DriverDBv4: A database for human cancer driver gene research
What is DriverDBv4?
DriverDBv4 is a comprehensive cancer omics database designed to identify and characterize driver genes across mutiple cancer types.
It integrates diverse molecular data including somatic mutations, RNA expression, miRNA expression, protein expression, DNA methylation, and copy number variations alongside clinical information and curated annotations.
Through three intuitive interfaces (Cancer, Gene, and Customized Analysis), researchers can explore complex relationships between specific cancers and their associated driver genes, enabling deeper insights into cancer biology and mechanisms.
Supported browsers: Chrome, Edge, and Firefox.
The ‘Cancer’ function explores driver genes and miRNA drivers associated with the selected cancer type and their functional roles across multiple omics layers.
The ‘Gene’ function explores a selected gene across cancers, integrating expression, mutation, CNV, methylation, protein, miRNA regulation, survival, and multi-omics evidence to characterize its potential driver roles.
The ‘Customized-Analysis’ function provides five analyses: subgroup analysis, survival analysis, multi-omics driver analysis, signature identification and Multi-variate survival analysis.

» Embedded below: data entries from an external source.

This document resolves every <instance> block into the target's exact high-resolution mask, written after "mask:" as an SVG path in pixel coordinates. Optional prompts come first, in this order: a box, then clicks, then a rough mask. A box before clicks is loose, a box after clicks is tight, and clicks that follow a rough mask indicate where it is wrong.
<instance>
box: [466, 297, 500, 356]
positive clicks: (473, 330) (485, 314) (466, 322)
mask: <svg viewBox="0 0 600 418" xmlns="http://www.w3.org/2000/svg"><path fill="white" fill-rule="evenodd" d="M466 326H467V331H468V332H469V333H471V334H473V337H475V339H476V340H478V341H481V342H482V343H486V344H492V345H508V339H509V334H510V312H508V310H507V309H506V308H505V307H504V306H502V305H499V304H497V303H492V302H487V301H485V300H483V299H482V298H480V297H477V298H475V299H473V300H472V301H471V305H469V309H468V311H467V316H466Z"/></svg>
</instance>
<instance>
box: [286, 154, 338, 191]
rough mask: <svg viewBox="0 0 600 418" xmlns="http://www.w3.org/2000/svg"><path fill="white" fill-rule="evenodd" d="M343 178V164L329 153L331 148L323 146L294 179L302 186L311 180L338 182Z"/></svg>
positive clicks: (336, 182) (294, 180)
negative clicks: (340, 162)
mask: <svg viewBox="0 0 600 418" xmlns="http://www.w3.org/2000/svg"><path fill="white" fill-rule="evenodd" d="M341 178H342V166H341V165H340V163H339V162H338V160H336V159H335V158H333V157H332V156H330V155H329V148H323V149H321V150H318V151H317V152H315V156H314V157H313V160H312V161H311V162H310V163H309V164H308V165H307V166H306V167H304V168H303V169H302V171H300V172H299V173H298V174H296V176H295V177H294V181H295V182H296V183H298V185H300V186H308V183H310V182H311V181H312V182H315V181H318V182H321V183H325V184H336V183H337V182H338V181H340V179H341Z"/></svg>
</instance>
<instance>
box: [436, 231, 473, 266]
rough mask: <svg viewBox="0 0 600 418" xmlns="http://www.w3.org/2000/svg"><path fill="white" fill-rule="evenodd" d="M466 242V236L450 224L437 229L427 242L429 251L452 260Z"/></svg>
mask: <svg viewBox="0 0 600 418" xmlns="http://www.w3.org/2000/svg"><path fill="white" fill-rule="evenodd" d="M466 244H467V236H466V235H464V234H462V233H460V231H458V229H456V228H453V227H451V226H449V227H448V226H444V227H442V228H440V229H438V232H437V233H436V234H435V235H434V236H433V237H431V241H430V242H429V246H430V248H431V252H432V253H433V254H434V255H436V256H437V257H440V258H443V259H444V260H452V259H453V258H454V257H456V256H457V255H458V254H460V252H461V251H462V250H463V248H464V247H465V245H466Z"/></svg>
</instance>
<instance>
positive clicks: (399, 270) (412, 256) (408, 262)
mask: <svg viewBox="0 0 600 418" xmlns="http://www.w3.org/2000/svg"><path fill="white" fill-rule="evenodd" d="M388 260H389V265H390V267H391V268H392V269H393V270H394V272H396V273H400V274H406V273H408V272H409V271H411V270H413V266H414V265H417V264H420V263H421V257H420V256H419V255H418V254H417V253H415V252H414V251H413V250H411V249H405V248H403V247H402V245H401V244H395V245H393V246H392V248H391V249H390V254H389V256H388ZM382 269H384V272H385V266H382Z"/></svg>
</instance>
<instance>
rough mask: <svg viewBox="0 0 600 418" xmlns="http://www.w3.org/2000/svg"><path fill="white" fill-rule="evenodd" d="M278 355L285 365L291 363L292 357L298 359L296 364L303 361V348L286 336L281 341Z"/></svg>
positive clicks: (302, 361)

Subgroup Comparison Analyses compare gene-level molecular features, including expression, mutation, CNV, and methylation, across clinically defined patient subgroups to identify biologically or clinically meaningful differences.
Survival Analyses evaluate how gene expression or mutation status affects survival outcomes in user-defined patient subpopulations using Kaplan–Meier curves and statistical testing.
Multi-omics Driver Analysis identifies multi-omics driver events that differentiate two patient groups and explore cross-layer regulatory relationships to uncover subgroup-specific drivers.
Prognostic Signature Identification generates prognostic gene signatures using LASSO and Random Forest, producing performance metrics, ROC curves, heatmaps, and survival plots based on an input gene list.
Multivariate Survival Analysis constructs multivariable Cox proportional hazards models integrating gene features with clinical variables to assess independent prognostic contributions.
News & Updates
2025.08.29 Enhanced high-resolution download feature, available for citation
2025.07.29 Launch three new modules in Customized-analysis
2023.11.13 Publish DriverDBv4 in Nucleic Acids Res.
2023.08.04 Launch DriverDBv4
2019.11.08 Publish DriverDBv3 in Nucleic Acids Res.
2019.07.22 Launch DriverDBv3
2015.12.03 Publish DriverDBv2 in Nucleic Acids Res.
2015.08.18 Launch DriverDBv2
2013.11.07 Publish DriverDBv1 in Nucleic Acids Res.